His next film, Goodbye, South Goodbye, was his first purely contemporary movie since Daughter of the Nile, and it tackles a world familiar from many Hong Kong films of the 80s and 90s, that of low-level gangsters as they drift aimlessly about their small-time scams and enjoy their slight freedoms. He followed that up with his first film set entirely on the Mainland, 1998’s Flowers of Shanghai.
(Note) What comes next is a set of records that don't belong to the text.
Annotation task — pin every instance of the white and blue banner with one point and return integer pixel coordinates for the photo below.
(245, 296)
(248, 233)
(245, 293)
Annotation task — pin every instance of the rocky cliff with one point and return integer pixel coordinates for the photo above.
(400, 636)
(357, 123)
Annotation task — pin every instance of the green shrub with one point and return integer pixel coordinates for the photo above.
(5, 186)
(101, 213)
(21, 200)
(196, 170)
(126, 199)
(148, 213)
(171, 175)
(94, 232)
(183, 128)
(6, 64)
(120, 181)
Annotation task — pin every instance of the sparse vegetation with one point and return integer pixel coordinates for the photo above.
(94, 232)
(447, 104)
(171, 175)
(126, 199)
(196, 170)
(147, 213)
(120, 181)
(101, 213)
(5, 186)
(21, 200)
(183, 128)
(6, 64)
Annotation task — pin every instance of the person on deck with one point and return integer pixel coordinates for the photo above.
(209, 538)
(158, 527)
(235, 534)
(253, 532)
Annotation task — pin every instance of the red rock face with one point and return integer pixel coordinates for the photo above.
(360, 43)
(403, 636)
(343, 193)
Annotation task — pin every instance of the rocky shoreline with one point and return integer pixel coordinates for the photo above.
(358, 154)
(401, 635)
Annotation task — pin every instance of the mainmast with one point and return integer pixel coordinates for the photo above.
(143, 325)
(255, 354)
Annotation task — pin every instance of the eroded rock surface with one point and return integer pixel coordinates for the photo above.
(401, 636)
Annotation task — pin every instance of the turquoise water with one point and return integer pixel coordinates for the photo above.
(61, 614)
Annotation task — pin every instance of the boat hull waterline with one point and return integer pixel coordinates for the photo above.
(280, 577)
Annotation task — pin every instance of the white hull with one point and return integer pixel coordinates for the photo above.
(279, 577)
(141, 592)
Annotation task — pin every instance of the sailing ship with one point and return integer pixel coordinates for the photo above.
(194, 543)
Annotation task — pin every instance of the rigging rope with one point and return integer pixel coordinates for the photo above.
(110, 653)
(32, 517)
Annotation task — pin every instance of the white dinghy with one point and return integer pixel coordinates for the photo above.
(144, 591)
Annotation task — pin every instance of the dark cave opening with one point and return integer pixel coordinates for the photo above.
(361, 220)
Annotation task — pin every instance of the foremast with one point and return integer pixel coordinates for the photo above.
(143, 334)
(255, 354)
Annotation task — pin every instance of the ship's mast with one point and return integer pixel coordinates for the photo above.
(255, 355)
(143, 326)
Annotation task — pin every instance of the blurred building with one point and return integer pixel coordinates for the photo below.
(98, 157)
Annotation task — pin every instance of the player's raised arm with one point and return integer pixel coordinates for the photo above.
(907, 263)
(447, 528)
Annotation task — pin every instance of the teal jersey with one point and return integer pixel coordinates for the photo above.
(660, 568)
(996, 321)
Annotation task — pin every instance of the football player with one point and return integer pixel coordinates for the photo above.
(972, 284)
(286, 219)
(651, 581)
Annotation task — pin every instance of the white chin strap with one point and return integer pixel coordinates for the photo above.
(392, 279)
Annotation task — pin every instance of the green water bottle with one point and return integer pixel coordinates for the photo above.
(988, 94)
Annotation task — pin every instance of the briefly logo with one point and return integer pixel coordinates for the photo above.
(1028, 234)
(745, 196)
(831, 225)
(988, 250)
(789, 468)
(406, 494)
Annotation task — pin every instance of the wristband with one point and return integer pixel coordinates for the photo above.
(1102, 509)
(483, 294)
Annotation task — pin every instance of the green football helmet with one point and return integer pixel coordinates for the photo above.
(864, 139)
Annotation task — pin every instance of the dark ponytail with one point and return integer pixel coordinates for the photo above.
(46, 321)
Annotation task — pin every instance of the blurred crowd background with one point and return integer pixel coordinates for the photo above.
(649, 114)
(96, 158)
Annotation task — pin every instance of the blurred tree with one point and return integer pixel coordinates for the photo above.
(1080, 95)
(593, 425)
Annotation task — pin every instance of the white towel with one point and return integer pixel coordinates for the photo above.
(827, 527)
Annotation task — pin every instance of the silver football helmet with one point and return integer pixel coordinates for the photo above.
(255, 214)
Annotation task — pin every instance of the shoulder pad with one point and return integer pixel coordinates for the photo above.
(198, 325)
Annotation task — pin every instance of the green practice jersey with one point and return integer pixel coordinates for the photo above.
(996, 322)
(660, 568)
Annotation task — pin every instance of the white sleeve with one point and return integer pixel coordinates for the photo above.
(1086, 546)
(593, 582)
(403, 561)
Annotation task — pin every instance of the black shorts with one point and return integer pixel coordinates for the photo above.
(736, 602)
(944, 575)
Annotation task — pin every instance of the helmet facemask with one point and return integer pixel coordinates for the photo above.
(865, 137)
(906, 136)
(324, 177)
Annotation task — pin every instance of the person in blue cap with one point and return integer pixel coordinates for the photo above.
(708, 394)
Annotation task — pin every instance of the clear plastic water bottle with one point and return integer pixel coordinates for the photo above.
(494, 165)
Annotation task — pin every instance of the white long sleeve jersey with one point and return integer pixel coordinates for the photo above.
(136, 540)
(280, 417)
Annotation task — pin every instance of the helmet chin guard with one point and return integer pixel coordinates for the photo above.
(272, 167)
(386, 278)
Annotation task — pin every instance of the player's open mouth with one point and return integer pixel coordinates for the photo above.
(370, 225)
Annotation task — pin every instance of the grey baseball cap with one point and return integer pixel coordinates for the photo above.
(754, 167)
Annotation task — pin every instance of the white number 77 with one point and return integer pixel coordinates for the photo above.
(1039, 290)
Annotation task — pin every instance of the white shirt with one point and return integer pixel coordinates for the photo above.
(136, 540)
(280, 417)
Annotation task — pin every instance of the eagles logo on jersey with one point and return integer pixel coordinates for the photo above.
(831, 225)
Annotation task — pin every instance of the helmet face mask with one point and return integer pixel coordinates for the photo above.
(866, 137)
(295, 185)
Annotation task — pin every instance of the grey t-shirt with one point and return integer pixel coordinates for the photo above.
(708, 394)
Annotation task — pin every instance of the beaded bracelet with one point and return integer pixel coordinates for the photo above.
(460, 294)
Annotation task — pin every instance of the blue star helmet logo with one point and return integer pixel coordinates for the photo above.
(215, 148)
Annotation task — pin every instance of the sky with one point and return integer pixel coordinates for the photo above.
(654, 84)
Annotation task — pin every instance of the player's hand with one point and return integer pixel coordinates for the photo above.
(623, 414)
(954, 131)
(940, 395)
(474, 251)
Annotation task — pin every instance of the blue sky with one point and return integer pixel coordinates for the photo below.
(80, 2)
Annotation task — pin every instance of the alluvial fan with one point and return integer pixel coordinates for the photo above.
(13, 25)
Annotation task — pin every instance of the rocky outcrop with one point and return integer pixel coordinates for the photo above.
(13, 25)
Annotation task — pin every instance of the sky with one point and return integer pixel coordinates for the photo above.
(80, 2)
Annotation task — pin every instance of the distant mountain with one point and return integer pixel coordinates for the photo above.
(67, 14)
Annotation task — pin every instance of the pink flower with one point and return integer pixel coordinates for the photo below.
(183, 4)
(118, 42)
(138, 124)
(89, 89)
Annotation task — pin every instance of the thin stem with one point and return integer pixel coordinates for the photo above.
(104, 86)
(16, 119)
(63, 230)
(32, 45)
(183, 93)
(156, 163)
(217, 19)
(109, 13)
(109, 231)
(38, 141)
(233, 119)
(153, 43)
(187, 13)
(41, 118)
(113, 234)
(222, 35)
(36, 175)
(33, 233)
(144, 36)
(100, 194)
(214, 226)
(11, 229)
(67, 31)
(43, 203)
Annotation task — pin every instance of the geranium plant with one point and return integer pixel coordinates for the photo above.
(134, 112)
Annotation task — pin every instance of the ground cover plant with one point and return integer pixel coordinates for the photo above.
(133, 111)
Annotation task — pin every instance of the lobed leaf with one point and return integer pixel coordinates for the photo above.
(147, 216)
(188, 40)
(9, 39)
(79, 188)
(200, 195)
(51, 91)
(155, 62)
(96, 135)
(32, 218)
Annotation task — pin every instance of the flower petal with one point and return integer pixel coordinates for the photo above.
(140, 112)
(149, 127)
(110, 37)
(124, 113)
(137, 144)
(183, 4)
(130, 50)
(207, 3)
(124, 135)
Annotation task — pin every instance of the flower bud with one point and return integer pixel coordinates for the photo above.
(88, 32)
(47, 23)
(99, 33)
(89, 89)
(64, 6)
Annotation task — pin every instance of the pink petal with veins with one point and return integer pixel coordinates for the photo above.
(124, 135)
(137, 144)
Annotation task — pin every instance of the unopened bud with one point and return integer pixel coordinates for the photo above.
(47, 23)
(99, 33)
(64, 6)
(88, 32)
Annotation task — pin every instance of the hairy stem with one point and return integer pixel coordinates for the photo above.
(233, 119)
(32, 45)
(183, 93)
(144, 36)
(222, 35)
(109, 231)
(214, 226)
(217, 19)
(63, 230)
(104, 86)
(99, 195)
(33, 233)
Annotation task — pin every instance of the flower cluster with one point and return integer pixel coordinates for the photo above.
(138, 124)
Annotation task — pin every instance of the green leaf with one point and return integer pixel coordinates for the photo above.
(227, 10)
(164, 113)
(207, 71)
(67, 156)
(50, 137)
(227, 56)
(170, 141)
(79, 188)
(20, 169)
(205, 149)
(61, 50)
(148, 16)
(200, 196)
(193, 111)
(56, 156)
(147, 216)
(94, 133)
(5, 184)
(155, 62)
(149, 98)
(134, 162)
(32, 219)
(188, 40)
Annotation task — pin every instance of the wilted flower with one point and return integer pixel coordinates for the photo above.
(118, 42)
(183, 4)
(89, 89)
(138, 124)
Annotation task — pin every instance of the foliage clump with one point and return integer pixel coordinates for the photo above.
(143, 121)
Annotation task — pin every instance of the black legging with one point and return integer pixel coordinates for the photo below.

Reuniting with Tony Leung (along with a multinational cast including Carina Lau, Michelle Reis, and Michiko Hada) it’s an adaptation of a celebrated 19th Century novel as translated by Eileen Chang, set entirely in a variety of brothels, chronicling the rituals and heartbreaks of the relations between clients and prostitutes.
The penultimate film in the series is 2001’s Millennium Mambo, perhaps the most controversial (among film critics at least) of all Hou’s movies. Eschewing the socio-political subtexts (and male protagonists) of most of his earlier work, it’s a close-up study of a young woman (Shu Qi) as she drifts in and out of a bad relationship, through drugs and jobs until she finds herself, somehow, at a film festival in Japan. It’s the first Hou Hsiao-hsien film I ever saw and it remains one of my all-time favorite movies.
Finally, the series wraps with 2003’s Café Lumière, made by Hou in Japan as part of a tribute to the films of Yasujiro Ozu, a director to whom Hou is often compared (and not entirely without reason). A quiet tale about a young woman who doesn’t want to get married, her uncomfortably silent relationship with her parents and a friend who really digs trains, it forms the perfect mellow coda to Millennium Mambo’s pounding electronic trance.
Hou’s career continues of course. Later films not included in the series are 2005’s Three Times, a love story told three ways in three different time periods starring the same actors, and Flight of the Red Balloon, about a single mother (Juliette Binoche) and her nanny, a Chinese film student making a movie about the famous French short film The Red Balloon. Since that film’s release in 2007, Hou has been talking about his next project, a wuxia action film called The Assassin. Perhaps this is the year it finally gets released (note: it did, and it’s great).